Quasi quindici anni fa c’era la Moratti, con le sue “tre i”. Poi, a distanza di pochissimi anni, fu la volta di Fioroni e infine della Gelmini. Oggi ci troviamo tra le mani l’ennesima riforma, stavolta firmata Stefania Giannini, che cerca di cambiare l’istruzione nel nostro Paese. Passata un po’ in sordina a causa delle ultime vicende politiche, La Buona Scuola si presenta interessante sotto l’aspetto dell’occupazione di nuovi insegnanti e presenta anche degli incentivi per favorire gli educatori migliori, misure di semplificazione e alcune variazioni nelle materie di studio (più Musica, Sport, Arte, Lingue ed Economia).
Insomma, l’impressione è che si stia cercando di tessere una tela di Penelope. Sposta un’ora qua, introduci una sezione sperimentale là, rimodula le graduatorie lassù, sistema i precari quaggiù: non si può affrontare la questione scolastica come se fosse un trasloco. A viale Trastevere spacciano piccoli cambiamenti per rivoluzioni e non si accorgono che le necessarie riforme radicali, stavolta per davvero, sono altre.
Se infatti mettiamo da parte tutta la retorica sui nuovi Don Milani e il facile ottimismo giovanilista del governo, questo è ciò che rimane. Poco, considerando la premessa secondo cui “se riparte la scuola, riparte il Paese”. E per carità, qui siamo tutti d’accordo. Ma il problema principale risiede proprio in questa affermazione. La scuola è un luogo di fondamentale importanza nella costruzione della personalità, degli ideali e della mentalità di ciascuno di noi. È la fucina in cui si forgiano le menti. Ma forse, tanto per tornare allo slogan di cui sopra, se l’Italia si è fermata è perché anche l’istruzione è rimasta bloccata a modelli ormai invecchiati.
Adesso, cosa volete voi dalla politica? Che assecondi lo status quo o che trasformi la società secondo i principi di democrazia, cooperazione, responsabilità civile? Se la vostra risposta è la prima, potete smettere di leggere. La Buona Scuola ha un’apparenza carina, scanzonata e jovanottiana. Perfetta. Ma se desiderate davvero un’alternativa, sarete d’accordo che non possiamo accettare questo concentrato di moderatismo. Più poteri agli studenti e agli organi collegiali, tanto per cominciare. Il dirigente scolastico non può essere un Leviatano, se ha a che fare con ragazzi che stanno per diventare maggiorenni e devono cominciare ad assumersi precise responsabilità. Vogliamo una “libertà civicamente sostenibile”, che non degeneri nel permissivismo e insegni come si diventa cittadini maturi. Ma prima è di cruciale importanza liberarci di alcuni tabù. Ad esempio, cominciamo a parlare di Educazione Sessuale. No, non uno dei suoi simpatici surrogati: intendo un vero programma formativo, come quello preparato dall’Oms.
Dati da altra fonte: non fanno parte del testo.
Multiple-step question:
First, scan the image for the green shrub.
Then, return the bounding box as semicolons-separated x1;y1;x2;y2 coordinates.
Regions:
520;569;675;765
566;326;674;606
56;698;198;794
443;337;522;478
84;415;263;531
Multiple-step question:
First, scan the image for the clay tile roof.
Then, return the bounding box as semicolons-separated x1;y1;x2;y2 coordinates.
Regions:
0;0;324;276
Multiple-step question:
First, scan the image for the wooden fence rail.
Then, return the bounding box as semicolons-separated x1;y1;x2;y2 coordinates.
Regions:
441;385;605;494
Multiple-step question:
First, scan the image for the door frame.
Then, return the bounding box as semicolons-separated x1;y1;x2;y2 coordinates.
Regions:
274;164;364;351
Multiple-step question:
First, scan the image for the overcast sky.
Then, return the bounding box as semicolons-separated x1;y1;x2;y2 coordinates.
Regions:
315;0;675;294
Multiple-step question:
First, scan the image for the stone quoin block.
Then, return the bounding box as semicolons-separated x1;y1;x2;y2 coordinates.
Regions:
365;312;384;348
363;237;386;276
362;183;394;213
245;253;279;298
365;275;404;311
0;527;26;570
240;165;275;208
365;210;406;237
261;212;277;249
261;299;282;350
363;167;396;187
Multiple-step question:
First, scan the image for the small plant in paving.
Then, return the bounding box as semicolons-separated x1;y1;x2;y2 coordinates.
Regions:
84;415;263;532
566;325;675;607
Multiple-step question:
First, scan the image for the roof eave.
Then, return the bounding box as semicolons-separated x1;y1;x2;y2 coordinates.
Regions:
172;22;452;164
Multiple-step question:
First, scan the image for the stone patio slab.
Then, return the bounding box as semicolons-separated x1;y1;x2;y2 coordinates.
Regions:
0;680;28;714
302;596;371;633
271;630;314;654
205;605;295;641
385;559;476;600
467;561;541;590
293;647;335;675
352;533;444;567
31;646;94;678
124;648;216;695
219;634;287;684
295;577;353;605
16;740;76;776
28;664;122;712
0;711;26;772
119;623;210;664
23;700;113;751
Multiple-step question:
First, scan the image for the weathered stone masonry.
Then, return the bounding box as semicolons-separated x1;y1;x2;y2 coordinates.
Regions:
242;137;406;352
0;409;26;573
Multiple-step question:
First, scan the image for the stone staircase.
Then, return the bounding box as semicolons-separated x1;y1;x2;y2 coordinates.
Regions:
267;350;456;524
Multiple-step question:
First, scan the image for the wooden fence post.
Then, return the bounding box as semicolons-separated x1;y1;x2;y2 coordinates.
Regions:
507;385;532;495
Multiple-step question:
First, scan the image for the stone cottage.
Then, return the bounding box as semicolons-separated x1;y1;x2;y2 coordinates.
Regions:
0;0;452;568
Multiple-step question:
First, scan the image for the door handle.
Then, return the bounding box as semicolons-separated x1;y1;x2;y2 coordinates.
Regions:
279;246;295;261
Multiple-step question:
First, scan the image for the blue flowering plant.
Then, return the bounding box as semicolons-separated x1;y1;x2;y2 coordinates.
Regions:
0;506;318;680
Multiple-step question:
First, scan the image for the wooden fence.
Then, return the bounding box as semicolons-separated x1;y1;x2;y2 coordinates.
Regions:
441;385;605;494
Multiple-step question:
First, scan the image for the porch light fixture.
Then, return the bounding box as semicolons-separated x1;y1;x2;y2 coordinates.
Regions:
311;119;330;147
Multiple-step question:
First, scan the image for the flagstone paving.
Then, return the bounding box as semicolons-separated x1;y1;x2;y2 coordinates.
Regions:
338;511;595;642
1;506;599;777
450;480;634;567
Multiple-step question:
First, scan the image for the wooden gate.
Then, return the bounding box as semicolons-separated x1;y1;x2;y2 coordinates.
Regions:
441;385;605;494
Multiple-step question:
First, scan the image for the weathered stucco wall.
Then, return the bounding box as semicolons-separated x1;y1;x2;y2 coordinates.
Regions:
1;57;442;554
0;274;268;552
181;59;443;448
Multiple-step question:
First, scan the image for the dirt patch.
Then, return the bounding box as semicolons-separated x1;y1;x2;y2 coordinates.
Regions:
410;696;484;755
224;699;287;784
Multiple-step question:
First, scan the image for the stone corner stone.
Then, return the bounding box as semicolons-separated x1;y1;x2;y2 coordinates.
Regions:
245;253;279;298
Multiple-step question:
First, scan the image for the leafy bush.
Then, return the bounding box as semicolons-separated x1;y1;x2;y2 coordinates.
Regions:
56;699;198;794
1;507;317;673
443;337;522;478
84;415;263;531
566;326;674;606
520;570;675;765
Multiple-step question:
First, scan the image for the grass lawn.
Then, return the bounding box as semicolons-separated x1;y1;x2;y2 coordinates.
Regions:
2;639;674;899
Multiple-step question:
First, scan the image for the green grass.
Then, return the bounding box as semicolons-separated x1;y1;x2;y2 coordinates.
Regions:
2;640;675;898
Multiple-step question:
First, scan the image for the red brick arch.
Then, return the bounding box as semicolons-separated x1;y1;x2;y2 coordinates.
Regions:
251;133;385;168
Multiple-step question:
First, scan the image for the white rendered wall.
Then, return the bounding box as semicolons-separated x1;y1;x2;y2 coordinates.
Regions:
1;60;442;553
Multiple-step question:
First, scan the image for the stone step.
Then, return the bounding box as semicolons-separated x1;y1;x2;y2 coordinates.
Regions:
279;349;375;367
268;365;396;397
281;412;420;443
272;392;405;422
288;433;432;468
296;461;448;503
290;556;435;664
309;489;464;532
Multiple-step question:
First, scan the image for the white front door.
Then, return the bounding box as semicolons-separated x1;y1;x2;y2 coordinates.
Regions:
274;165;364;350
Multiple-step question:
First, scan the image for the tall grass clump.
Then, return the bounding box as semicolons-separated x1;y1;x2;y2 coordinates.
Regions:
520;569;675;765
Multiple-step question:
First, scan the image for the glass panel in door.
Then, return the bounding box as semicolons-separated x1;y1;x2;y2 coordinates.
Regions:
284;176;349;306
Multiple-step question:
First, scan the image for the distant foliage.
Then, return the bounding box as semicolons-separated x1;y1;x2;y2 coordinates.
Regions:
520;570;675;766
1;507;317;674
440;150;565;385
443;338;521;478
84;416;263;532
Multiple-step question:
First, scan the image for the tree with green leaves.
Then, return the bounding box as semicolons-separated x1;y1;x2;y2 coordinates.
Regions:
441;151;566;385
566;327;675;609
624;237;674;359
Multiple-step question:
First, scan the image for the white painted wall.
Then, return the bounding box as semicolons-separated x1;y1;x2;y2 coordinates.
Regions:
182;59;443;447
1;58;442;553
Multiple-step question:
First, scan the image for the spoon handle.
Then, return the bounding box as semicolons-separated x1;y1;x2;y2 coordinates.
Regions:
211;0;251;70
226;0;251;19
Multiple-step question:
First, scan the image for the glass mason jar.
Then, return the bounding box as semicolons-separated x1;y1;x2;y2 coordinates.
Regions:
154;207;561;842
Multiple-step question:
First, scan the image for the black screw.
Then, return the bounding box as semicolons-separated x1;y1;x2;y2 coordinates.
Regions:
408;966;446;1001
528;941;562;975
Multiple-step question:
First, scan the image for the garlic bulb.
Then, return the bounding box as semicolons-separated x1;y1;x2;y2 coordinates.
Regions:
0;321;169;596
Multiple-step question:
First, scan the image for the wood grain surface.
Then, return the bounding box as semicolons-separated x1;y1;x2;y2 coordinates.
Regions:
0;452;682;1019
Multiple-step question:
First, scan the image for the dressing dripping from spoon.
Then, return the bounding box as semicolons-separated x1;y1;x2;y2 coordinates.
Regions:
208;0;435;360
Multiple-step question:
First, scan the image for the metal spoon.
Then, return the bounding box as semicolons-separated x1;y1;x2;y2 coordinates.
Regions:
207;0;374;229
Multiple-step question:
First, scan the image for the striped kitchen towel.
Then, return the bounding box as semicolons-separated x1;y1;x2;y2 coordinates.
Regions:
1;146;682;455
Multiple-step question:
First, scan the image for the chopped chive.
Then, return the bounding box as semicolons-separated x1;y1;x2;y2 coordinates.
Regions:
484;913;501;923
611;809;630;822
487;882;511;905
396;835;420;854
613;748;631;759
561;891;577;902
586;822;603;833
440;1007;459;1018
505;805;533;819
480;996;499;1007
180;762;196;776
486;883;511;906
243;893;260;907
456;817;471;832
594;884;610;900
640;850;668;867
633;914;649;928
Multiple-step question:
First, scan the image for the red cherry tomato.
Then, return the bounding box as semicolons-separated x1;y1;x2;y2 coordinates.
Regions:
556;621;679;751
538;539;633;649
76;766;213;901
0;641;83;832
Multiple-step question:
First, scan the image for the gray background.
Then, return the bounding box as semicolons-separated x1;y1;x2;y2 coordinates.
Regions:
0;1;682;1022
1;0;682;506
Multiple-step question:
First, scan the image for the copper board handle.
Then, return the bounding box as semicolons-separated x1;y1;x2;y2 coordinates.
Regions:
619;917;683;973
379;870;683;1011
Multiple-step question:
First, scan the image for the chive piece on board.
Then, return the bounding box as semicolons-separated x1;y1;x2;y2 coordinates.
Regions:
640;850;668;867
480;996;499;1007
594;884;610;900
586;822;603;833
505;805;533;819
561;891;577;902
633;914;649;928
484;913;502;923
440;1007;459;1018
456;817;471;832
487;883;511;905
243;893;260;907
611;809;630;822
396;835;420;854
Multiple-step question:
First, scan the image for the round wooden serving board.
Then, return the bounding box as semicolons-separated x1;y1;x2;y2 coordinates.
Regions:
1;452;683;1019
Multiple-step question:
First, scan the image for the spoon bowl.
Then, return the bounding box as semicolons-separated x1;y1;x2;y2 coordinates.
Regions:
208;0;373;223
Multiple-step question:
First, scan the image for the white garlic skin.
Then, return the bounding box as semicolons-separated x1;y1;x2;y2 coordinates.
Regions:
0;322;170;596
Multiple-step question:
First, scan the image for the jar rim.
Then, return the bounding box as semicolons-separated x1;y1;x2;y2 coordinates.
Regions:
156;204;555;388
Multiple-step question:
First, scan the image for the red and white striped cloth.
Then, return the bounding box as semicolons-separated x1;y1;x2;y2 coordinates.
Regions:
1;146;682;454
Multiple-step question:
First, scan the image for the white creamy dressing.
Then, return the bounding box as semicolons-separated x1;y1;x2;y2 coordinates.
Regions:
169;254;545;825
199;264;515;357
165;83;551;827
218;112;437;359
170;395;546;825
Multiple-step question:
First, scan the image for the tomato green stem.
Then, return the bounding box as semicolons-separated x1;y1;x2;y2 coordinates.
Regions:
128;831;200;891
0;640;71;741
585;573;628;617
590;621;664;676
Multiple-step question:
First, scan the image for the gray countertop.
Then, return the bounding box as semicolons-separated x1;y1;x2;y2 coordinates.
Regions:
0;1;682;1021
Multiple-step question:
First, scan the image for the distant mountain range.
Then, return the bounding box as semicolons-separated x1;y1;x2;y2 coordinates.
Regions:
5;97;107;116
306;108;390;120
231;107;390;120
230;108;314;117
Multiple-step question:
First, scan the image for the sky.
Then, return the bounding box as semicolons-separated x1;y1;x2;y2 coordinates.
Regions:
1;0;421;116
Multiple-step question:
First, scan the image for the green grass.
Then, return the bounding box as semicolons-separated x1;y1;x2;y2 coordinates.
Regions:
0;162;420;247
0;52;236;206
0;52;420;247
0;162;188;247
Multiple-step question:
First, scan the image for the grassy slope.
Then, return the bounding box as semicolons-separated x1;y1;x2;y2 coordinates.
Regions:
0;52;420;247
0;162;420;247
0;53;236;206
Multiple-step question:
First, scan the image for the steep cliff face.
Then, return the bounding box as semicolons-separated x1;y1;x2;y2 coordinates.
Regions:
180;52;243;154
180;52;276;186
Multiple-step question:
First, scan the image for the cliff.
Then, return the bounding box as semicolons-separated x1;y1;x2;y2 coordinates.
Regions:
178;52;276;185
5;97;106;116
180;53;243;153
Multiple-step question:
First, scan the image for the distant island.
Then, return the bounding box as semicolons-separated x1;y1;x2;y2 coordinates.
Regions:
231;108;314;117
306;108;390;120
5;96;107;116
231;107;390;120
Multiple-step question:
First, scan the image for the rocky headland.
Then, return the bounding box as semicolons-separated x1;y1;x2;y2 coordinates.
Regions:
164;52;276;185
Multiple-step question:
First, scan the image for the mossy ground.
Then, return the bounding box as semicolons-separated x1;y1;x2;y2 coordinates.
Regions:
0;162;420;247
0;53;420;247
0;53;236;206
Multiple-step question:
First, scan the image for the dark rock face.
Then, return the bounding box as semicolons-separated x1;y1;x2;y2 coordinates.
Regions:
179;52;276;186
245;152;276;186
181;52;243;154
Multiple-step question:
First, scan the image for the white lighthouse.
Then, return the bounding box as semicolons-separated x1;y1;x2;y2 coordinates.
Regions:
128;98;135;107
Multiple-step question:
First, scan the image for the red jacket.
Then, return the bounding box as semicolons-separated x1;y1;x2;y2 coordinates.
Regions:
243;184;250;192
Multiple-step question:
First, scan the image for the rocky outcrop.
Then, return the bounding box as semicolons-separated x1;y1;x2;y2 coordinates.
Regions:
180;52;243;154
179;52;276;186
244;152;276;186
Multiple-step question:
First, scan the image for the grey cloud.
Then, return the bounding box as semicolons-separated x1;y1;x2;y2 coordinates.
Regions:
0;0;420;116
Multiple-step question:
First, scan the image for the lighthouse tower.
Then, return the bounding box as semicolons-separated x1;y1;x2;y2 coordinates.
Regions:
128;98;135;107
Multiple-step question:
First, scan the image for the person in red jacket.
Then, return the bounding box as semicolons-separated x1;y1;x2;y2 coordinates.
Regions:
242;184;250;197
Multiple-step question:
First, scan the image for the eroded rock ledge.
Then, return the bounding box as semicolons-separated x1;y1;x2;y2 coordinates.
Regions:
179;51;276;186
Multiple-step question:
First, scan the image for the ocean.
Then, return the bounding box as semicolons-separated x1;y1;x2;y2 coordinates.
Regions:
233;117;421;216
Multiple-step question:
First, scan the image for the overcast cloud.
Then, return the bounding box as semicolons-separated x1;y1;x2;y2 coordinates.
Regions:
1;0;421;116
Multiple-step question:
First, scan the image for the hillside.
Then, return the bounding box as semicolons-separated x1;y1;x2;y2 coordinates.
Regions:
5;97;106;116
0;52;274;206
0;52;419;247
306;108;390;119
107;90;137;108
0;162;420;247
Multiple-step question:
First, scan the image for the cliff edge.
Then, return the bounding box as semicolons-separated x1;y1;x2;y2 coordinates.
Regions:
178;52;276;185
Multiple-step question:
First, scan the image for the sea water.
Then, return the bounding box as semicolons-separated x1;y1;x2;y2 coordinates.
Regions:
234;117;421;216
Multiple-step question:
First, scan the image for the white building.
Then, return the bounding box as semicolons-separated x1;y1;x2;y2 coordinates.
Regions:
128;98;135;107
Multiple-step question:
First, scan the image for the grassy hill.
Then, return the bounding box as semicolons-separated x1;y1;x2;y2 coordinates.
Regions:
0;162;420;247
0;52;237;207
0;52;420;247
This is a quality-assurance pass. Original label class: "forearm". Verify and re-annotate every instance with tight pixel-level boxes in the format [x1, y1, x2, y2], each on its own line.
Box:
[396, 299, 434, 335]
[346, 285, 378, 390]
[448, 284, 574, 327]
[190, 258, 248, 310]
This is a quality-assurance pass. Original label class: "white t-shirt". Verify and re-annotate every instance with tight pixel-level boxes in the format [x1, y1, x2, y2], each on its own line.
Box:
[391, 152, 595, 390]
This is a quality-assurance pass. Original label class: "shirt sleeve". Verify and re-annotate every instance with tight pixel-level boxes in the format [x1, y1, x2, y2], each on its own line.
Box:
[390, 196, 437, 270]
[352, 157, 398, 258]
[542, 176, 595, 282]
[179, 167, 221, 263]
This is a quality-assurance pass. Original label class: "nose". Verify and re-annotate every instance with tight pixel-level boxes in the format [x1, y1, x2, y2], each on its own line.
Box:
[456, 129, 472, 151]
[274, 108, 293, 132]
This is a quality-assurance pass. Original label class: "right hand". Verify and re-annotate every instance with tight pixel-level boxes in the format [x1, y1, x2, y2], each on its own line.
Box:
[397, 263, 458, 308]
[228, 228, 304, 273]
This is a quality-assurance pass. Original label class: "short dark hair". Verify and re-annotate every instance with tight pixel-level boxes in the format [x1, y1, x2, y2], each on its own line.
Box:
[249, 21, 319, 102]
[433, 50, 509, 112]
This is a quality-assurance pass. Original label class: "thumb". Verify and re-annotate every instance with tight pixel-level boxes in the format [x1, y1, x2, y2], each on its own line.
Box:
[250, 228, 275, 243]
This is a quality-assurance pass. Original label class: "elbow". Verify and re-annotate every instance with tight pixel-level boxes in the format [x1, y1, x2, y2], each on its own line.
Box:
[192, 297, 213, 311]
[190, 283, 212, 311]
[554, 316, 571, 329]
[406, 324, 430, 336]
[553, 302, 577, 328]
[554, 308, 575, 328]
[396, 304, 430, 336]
E se vogliamo istituire dei corsi sperimentali, facciamolo con serietà. Apriamo i nostri orizzonti. All’estero si parla da non poco tempo di “apprendimento cooperativo”, che permette gli studenti di unire spirito d’iniziativa e collaborazione. Invece l’attuale organizzazione piramidale dirigente-insegnanti-studenti è lo specchio della gerarchia capitalistica. Naturale che il giovane, terminati gli studi, rifletta nella vita lavorativa questo ordine. Così ritorniamo al frustrante rapporto tra principale e dipendente, equivalente della contrapposizione tra primi e ultimi della classe. Ma noi non ci stiamo.
La scuola deve diventare il prototipo della comunità futura, una cooperativa che produce valori positivi. Ecco, adesso immaginate una o due generazioni cresciute con la consapevolezza che il lavoro è dignità e l’uomo è più importante del capitale. Durante la loro vita, questi ormai ex-studenti applicheranno tali principi nel mondo dell’impresa, dunque lo trasformeranno dall’interno. E se cambiano i rapporti economici, si modifica tutto il resto della società. Nel 2008 il Parlamento europeo ha persino emanato una risoluzione in cui “esorta gli Stati membri a prevedere progetti formativi, nell’istruzione superiore e universitaria e nella formazione professionale, volti a trasmettere la conoscenza dell’economia sociale e delle iniziative imprenditoriale fondate sui suoi valori”.
Si tratta solo di avere la volontà giusta per tornare a credere di poter cambiare la nostra vita. Perché il sogno di un mondo più giusto, più umano, più felice potrà anche addormentarsi per un po’, ma non morirà mai. E quando si risveglia, è lì che viene il bello. La rivoluzione comincia tra i banchi di scuola.